Gesundheitsschutz vor Wohnungsrecht?

Bisher galt (§ 22 Abs. 2 Satz 1 und 5 a.F. ArbSchG), dass Arbeitsstätten, soweit sie in Wohnungen angesiedelt waren, außerhalb der Betriebs- und Geschäftszeiten nur mit Zustimmung des Arbeitgebers von den Arbeitsschutzbehörden kontrolliert werden durften, es sei denn, es ging um die Verhütung dringender Gefahren für die öffentliche Sicherheit und Ordnung.
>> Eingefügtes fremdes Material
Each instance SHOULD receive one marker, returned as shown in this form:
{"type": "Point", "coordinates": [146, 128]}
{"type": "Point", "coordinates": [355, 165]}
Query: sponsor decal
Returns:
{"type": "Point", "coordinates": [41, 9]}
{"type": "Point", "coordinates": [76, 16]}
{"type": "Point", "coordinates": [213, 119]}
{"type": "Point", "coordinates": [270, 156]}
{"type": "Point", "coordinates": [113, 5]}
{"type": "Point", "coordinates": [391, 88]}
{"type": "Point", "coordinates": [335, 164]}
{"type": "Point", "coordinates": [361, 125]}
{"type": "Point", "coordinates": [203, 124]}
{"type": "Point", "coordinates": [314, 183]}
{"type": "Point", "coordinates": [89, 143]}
Dieses Entscheidungsprimat des Arbeitgebers ist nunmehr – auch mit Blick auf die verstärkte Nutzung von Home Office sowie die objektive Werteordnung des Grundgesetzes – auf den eigentlichen Rechtsträger, den Benutzer (= Mieter) bzw. Nutzungsberechtigten (= Familienangehörige) übergegangen (§ 22 Abs. 5 Sätze 5 und 6 neue Fassung). Nunmehr ist die Zutrittsverweigerung des Wohnungsinhabers unbeachtlich, wenn – wie im alten Recht – dringende Gefahren für die öffentliche Sicherheit und Ordnung im Raum stehen.

Neue Lage – altes Problem

Für den Unternehmer bedeutet diese Rechtsänderung „Steine statt Brot“. Zwar ist er aus dem Schneider, was die Entscheidung über den Wohnungszutritt anbelangt. Es bleibt aber seine Verantwortung für die Wohnung im Sinne des Arbeitsstättenrechts.
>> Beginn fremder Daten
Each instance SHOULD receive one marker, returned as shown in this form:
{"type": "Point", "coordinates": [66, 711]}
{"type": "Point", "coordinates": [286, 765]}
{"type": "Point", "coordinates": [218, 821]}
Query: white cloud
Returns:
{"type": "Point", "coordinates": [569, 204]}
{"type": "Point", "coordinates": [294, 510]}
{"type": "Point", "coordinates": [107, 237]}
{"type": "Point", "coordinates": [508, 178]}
Mit der Frage, wie er seinem bei Home-Office-Arbeit eh schon begrenzten Einfluss bei der Nutzung von Arbeitsmitteln in der Wohnung gerecht werden soll, verbindet sich das Problem, wie er Corona-Gefahren, als „dringende Gefahr für die öffentliche Sicherheit und Ordnung“ aus einer Mitarbeiterwohnung fernhalten kann.

Dass die Homepage des BMAS bei „Fragen und Antworten zur Corona-Arbeitsschutzverordnung“ dieses drängende Problem bisher ausblendet, bedarf kurzfristig der Korrektur.
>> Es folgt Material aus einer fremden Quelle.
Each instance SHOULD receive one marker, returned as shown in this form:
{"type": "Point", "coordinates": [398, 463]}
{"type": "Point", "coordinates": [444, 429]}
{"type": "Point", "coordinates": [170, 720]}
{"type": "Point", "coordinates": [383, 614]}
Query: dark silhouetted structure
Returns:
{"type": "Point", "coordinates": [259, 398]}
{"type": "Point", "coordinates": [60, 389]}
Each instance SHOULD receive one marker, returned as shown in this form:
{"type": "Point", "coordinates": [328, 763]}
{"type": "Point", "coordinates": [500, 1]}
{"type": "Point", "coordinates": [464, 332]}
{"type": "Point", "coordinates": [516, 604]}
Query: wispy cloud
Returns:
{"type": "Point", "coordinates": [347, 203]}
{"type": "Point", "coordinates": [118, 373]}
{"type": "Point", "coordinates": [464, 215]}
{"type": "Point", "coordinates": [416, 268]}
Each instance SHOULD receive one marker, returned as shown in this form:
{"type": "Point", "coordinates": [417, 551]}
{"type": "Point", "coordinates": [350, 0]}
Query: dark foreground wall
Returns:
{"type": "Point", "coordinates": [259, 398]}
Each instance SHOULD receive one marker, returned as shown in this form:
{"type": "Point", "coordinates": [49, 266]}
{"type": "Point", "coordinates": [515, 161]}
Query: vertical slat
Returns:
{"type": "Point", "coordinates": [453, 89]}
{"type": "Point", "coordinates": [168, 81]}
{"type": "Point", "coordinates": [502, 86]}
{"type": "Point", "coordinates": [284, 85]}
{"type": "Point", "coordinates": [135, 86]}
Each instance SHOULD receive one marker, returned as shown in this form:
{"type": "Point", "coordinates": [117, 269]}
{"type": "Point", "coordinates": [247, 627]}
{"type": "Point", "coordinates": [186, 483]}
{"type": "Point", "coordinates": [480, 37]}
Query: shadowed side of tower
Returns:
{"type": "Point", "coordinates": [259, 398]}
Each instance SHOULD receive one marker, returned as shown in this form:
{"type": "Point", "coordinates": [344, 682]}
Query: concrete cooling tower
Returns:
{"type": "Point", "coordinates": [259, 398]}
Im ersten Teil unserer Serie zum Arbeitsschutzkontrollgesetz geht es um die sogenannte Abstimmungsregelung >>

Im letzten Teil unserer Serie zum Arbeitsschutzkontrollgesetz geht es um die Pflichten der Arbeitgeber bei der Unterbringung von Beschäftigten in Gemeinschaftsunterkünften >>

Über den Autor

Dr. jur. Kurt Kreizberg

Dr. jur. Kurt Kreizberg
Rechtsanwalt in Solingen
seit 2013: Lehrbeauftragter für Arbeits- und Sozialrecht an der FOM Essen
seit 2016: Autor des Loseblatt-Kommentars (Carl Heymanns Verlag)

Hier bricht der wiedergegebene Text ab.